Essa análise de padaria deveria ser óbvia mas infelizmente não é, e a culpa é nossa como classe. Acreditamos que falar sobre os porquês é mais interessante do que falar sobre as soluções, e assim vamos criando uma sociedade cada vez mais inapta a controlar os cães. Não é toa que os cães hoje são vistos como peças de cristal líquido, e as pessoas passaram a acreditar que qualquer tipo de correção vai criar um trauma irreparável nesse animal, destruindo a sua relação com esse cão. 

O que eu acho mais engraçado, e curioso, é que muitos dos profissionais que vendem esse tipo de argumentação estão constantemente reclamando da falta de motivação dos donos em relação ao treinamento e rotina de seus cães. Como que poderia ser diferente? Aonde estamos, de fato, facilitando para esses novos donos de cães? 
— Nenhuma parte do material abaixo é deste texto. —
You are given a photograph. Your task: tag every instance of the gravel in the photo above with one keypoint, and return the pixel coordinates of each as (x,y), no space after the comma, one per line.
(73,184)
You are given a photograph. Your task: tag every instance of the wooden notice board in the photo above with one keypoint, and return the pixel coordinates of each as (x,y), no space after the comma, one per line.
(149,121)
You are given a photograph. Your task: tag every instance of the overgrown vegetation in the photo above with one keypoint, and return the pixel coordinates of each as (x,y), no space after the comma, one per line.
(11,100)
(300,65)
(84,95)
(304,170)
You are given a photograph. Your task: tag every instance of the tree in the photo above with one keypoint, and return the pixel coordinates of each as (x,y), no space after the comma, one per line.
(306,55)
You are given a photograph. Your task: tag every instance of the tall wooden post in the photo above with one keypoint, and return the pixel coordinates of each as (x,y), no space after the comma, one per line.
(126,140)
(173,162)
Esses dias eu li uma frase que disse: “se você quer incentivar alguém a fazer alguma coisa nova, faça dessa atividade uma coisa simples de aprender.” Simplificar é usar objetividade na instrução. Já é difícil motivar e impulsionar a cultura do treinamento de cães, mas quando floreamos demais, só estamos complicando e fazendo com que esse processo se torne muito mais difícil do que deveria ser. De novo, a culpa aqui é nossa. 

Vamos pegar esse exemplo acima do cão que late toda vez que a campainha toca, e vamos tentar aplicar essa vertente das justificativas e explicações. Ao invés de propor uma simples correção, podemos mergulhar nesse oceano de possibilidades e ver até aonde podemos chegar. Eu poderia analisar toda a rotina dessa família com esse cachorro e dizer que ele não caminha, ou faz atividades físicas suficientes, eu poderia dizer que ele precisa de mais enriquecimento ambiental, eu poderia dizer que ele precisa de mais interação com os donos, eu poderia dizer que ele precisa de mais socialização, e etc. 
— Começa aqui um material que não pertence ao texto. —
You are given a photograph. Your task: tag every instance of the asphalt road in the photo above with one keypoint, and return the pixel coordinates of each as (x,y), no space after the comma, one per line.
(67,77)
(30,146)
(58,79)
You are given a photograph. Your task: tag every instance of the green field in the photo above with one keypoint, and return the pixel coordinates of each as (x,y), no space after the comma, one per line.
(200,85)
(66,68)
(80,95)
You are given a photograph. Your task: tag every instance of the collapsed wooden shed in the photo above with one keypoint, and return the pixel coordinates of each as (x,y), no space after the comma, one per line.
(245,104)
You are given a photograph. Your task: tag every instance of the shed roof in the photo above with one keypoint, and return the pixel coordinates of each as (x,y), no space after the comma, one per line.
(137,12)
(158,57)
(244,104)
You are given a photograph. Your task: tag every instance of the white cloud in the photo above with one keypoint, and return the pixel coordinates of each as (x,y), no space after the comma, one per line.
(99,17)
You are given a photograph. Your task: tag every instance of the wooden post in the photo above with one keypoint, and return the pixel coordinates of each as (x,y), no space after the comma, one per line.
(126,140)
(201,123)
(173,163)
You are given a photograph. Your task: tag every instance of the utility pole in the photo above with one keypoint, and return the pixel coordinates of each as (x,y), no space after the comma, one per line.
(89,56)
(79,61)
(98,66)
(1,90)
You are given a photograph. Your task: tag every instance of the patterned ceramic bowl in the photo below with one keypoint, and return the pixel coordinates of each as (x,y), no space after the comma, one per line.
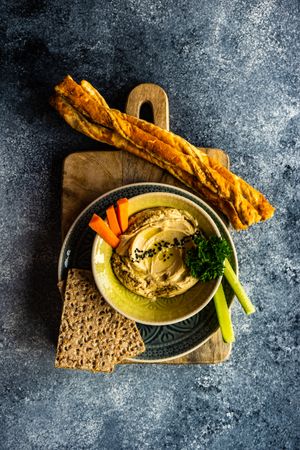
(162,311)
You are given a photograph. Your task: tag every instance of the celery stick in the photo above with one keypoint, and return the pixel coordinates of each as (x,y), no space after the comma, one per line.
(223,314)
(238,288)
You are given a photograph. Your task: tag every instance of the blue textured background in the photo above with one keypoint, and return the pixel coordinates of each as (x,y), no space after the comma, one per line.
(231,70)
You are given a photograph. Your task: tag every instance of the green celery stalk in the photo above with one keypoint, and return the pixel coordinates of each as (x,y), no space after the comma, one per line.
(223,314)
(238,288)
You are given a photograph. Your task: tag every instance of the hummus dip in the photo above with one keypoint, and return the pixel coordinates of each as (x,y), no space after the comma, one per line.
(149,260)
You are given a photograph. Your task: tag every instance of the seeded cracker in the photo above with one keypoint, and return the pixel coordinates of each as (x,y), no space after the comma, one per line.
(93,336)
Toda essa volta ao mundo de explicações só serve para uma coisa: evitar falar em correções. A ideia aqui é tentar adicionar outras coisas na vida desse cachorro, com a esperança de que assim, esse comportamento milagrosamente desapareça, sem nunca ser preciso usar qualquer tipo de intervenção. Soa bem mais atraente, especialmente para as pessoas que já tem uma opinião formada sobre correções. Isso nada mais é do que vender uma ilusão.

Porque essa prática ficou tão comum no mundo dos treinadores de cães? Porque isso é dizer o que a pessoa quer ouvir. É muito mais fácil você vender isso como alternativa do que ter que descontruir essa ilusão. Você dança conforme a música, ganha muito mais dinheiro desse cliente, e deixa o barco correr sem direção. Uma vez que o dono implementa todas essas mudanças e ainda assim não vê nenhuma evolução, entra a outra justificativa que é: “isso é da raça, é da genética dele, é um comportamento criado pelo ambiente e suas variáveis, ou essa é uma característica dele como individuo e ele não vai mudar.” Esse é o momento aonde o profissional, usando toda essa terminologia diferenciada, convence o dono a aceitar o comportamento do cão como um fator da natureza, imutável, e não passível de intervenção. 

No resumo, ou o dono aceita isso como realidade, ou se livra do cão. O profissional sai como um grande professor, e o cachorro muitas vezes, perde a oportunidade de ficar nessa família. Não estou exagerando quando digo que cães assim são descartados. Isso é muito mais comum do que vocês imaginam e só acontece porque nós não somos objetivos na nossa argumentação. 

É claro que não só nesse, como em todos os outros casos de cães com problemas de comportamento canino, vamos trabalhar numa fase de construção. Nenhum treinamento existe apenas com correções, mas existe uma diferença enorme entre construir e nunca corrigir, até porque, na própria fase de construção já existe um certo de grau de correção, já que sem isso, não existe clareza na comunicação. 

Quando aprendemos qualquer coisa nova, nos primeiros estágios de instrução já somos corrigidos e ajustados. Isso é  direção. Mas criamos um tabu tão grande em relação a tudo isso que acabamos deixando de falar sobre o assunto, e ficamos fazendo rodeios para evitar esse momento de desconforto. 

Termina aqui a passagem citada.